Houston Rockets guard James Harden left the court two minutes into subbing in for Eric Gordon during Wednesday's 100-89 loss to the Utah Jazz after suffering a hamstring injury. The reigning MVP wouldn't concern himself or other with the injury, saying it wasn't anywhere close to the hamstring injury that kept him out several games last year.

“We’re just being cautious,” said James Harden, according to ESPN's Tim MacMahon.

Harden missed time early during the 2017-18 season, soon after point guard Chris Paul was bit by the injury bug himself, making their potential backcourt partnership wait a little longer.
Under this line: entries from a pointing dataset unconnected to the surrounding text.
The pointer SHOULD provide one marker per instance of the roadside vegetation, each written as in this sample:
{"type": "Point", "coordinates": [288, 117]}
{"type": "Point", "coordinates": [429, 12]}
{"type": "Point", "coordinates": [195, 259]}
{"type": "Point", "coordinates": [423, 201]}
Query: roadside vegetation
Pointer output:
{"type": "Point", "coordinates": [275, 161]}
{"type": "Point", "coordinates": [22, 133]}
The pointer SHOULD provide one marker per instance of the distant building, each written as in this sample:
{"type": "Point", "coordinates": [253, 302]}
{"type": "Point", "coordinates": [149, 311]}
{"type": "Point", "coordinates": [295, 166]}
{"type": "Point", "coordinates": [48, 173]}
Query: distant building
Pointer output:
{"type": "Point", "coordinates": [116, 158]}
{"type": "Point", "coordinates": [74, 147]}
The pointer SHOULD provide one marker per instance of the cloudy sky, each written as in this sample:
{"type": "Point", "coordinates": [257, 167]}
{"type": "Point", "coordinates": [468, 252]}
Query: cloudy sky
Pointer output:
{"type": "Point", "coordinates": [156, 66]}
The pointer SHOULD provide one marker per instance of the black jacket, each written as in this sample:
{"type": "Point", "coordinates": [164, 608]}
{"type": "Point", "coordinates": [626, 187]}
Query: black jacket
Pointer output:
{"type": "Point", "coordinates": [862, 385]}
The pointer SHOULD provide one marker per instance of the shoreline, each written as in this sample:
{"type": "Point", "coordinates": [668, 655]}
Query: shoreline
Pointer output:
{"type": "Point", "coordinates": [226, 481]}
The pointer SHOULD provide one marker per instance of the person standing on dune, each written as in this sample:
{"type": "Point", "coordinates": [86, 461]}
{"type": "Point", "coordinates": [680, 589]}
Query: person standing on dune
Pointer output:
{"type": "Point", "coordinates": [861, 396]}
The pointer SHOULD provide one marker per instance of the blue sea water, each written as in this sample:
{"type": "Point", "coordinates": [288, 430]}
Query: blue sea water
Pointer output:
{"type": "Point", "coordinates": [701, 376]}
While he did play 32 minutes and posted a strong stat line, the Rockets will monitor this situation and feel out how the risk and reward of playing him on Friday on a home runback agains the L.A. Clippers.

Houston is 1-3 so far through this season and 0-2 without Paul, as he served his two-game suspension after his fight with Los Angeles Lakers point guard Rajon Rondo on Saturday.

The Rockets have dearly missed Paul's defense through this initial stretch and are now in danger of missing Harden's scoring and playmaking ability if he misses time.

After entering the game five minutes into the fourth quarter, Harden turned to the Rockets' bench and asked for a timeout after his team had come back from down as much as 16 to within five points of the Jazz. The Beard had dropped in a short jumper and tossed a long pass to Clint Capela before exiting two minutes after checking into the scores table with tightness in his left hamstring.

Despite the early-season woes and only a 1-3 record to show, head coach Mike D'Antoni remained confident.

“We have to hang in there a little bit,” D'Antoni said, according to Jonathan Feigen of The Houston Chronicle. “We have some pains, some growing pains right now, but we'll be fine.

“We're going to do this. This team is going to be good. It's going to be really good.”